Quase 36% da população brasileira, em geral, afirma ter sofrido com problemas de voz em algum momento da vida, segundo estudo epidemiológico de 2012. O relatório também mostrou que 63% dos professores relataram enfrentar esse tipo de complicação. O próprio orientador do estudo pertence a esse grupo acometido pela perda momentânea da voz — e daí veio a inspiração para que uma equipe de engenheiros da Universidade da Califórnia em Los Angeles (UCLA), nos Estados Unidos, decidisse construir um dispositivo vestível que ajudasse indivíduos com o distúrbio a conseguir falar.
Para o projeto, o grupo recebeu financiamento do Instituto Nacional de Saúde dos Estados Unidos e do Escritório de Pesquisa Naval norte-americano, além da Associação Americana do Coração, da Brain & Behavior Research Foundation, do Instituto de Ciências Clínicas e Translacionais da UCLA e da Escola de Engenharia Henry Samueli da UCLA. Os pesquisadores construíram um aparelho macio, fino e elástico que mede cerca de 2,5cm e pesa aproximadamente 7 gramas. O dispositivo é fixado à pele, do lado de fora da garganta, e posicionado ao centro do pescoço, onde se localiza a laringe (órgão em que estão as cordas vocais).
O autor principal do projeto, Ziyuan Che, explica que o dispositivo funciona em três fases. "Na primeira etapa, detecta e captura o movimento dos músculos da laringe. Depois, transforma o movimento biomecânico em sinais elétricos detectáveis. O algoritmo classifica o sinal elétrico e seleciona o sinal de voz correspondente. Por fim, o sinal de voz é reproduzido pelo componente de alto-falante do equipamento", explica. O cientista, no entanto, salienta que o aparelho não funciona em pacientes com paralisia completa da musculatura da laringe.

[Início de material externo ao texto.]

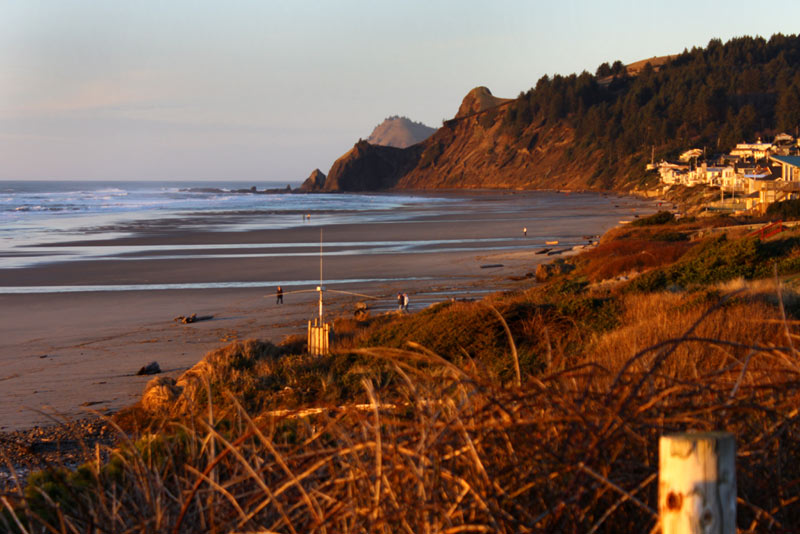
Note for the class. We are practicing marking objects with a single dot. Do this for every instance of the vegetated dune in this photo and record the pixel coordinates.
(535, 410)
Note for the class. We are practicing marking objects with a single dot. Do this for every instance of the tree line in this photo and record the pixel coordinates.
(711, 97)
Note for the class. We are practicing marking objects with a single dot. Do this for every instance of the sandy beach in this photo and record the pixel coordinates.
(69, 351)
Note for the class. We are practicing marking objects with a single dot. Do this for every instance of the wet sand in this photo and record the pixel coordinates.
(66, 354)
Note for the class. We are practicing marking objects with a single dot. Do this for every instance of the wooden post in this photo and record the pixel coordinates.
(697, 483)
(319, 335)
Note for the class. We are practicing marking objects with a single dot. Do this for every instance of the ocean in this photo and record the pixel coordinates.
(55, 222)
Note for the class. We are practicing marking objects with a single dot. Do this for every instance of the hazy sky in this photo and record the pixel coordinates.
(268, 90)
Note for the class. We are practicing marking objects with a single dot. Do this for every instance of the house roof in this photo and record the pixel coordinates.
(794, 161)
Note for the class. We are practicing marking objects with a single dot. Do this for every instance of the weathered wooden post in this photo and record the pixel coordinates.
(697, 483)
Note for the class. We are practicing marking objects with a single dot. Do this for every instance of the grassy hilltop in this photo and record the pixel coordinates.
(536, 410)
(597, 131)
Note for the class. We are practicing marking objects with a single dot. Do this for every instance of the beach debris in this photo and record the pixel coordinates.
(151, 368)
(193, 318)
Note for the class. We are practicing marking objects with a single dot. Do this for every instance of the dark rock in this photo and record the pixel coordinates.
(315, 182)
(151, 368)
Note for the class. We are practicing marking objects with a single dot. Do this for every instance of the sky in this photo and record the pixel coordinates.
(270, 90)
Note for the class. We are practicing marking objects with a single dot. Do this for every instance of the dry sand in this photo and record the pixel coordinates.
(64, 354)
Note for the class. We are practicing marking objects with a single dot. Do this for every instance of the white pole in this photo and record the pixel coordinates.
(697, 483)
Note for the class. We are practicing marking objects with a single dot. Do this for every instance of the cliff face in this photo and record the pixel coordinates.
(470, 151)
(369, 167)
(315, 182)
(399, 132)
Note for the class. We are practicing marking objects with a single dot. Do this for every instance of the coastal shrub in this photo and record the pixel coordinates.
(661, 217)
(715, 260)
(614, 258)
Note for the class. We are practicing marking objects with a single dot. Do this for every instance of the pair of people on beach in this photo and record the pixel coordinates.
(402, 302)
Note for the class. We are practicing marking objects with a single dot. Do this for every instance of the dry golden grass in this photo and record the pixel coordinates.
(450, 450)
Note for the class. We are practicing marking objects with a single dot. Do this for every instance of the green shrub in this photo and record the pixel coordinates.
(786, 210)
(662, 217)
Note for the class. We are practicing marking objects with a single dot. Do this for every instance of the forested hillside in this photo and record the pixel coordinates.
(599, 130)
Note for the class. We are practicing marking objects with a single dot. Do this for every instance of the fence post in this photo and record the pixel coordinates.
(697, 483)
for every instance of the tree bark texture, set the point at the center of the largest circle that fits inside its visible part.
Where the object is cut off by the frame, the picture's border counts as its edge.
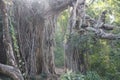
(5, 69)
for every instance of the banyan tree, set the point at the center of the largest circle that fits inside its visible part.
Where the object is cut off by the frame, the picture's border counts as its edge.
(30, 49)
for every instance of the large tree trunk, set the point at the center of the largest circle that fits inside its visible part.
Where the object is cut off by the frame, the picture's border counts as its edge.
(12, 71)
(35, 27)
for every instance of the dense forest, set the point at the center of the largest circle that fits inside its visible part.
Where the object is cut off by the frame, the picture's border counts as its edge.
(59, 40)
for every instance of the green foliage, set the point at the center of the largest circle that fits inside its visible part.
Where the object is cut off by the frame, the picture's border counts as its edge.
(59, 38)
(91, 75)
(72, 76)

Os cientistas iniciaram o projeto em julho de 2022. Che relata que a precisão do aparelho é de 95%, baseado nos experimentos feitos. O equipamento foi testado em oito adultos saudáveis — ou seja, sem distúrbio de voz. A equipe pediu para que os voluntários pronunciassem cinco frases em voz alta e de forma silenciosa. Essa análise foi executada com intuito de coletar informações sobre a movimentação dos músculos da laringe e, posteriormente, aplicar técnicas de machine learning (aprendizado de máquina, em tradução livre) no algoritmo para conseguir relacionar os sinais capturados com certas palavras.
Machine learning é uma área da inteligência artificial (IA) e da ciência da computação que, por meio de métodos estatísticos e análise de dados, treina sistemas autônomos. Che diz que o auxílio de um profissional com maior experiência em IA, nas etapas seguintes, pode aprimorar o aparelho. O cientista explica que, com um algoritmo mais avançado para gerar um codificador entre os movimentos biomecânicos e os significados semânticos, o dispositivo poderia ser capaz de "traduzir qualquer movimento muscular da laringe sem a necessidade de pré-gravar os sinais de voz". Além disso, o grupo quer testar o dispositivo em pessoas com distúrbio de voz e continuar a ampliar o vocabulário do equipamento.
Em entrevista ao Correio, Che declara que a equipe busca por oportunidades para comercializar o dispositivo e transformá-lo "em um produto que possa ajudar os pacientes necessitados". O pesquisador pondera que, para executar a aplicação em casos clínicos reais, necessitaria de mais três a cinco anos, incluindo a adaptação do aparelho em um produto médico e a aprovação da agência dos Estados Unidos equivalente à Agência Nacional de Vigilância Sanitária (Anvisa), a Food and Drug Administration (FDA).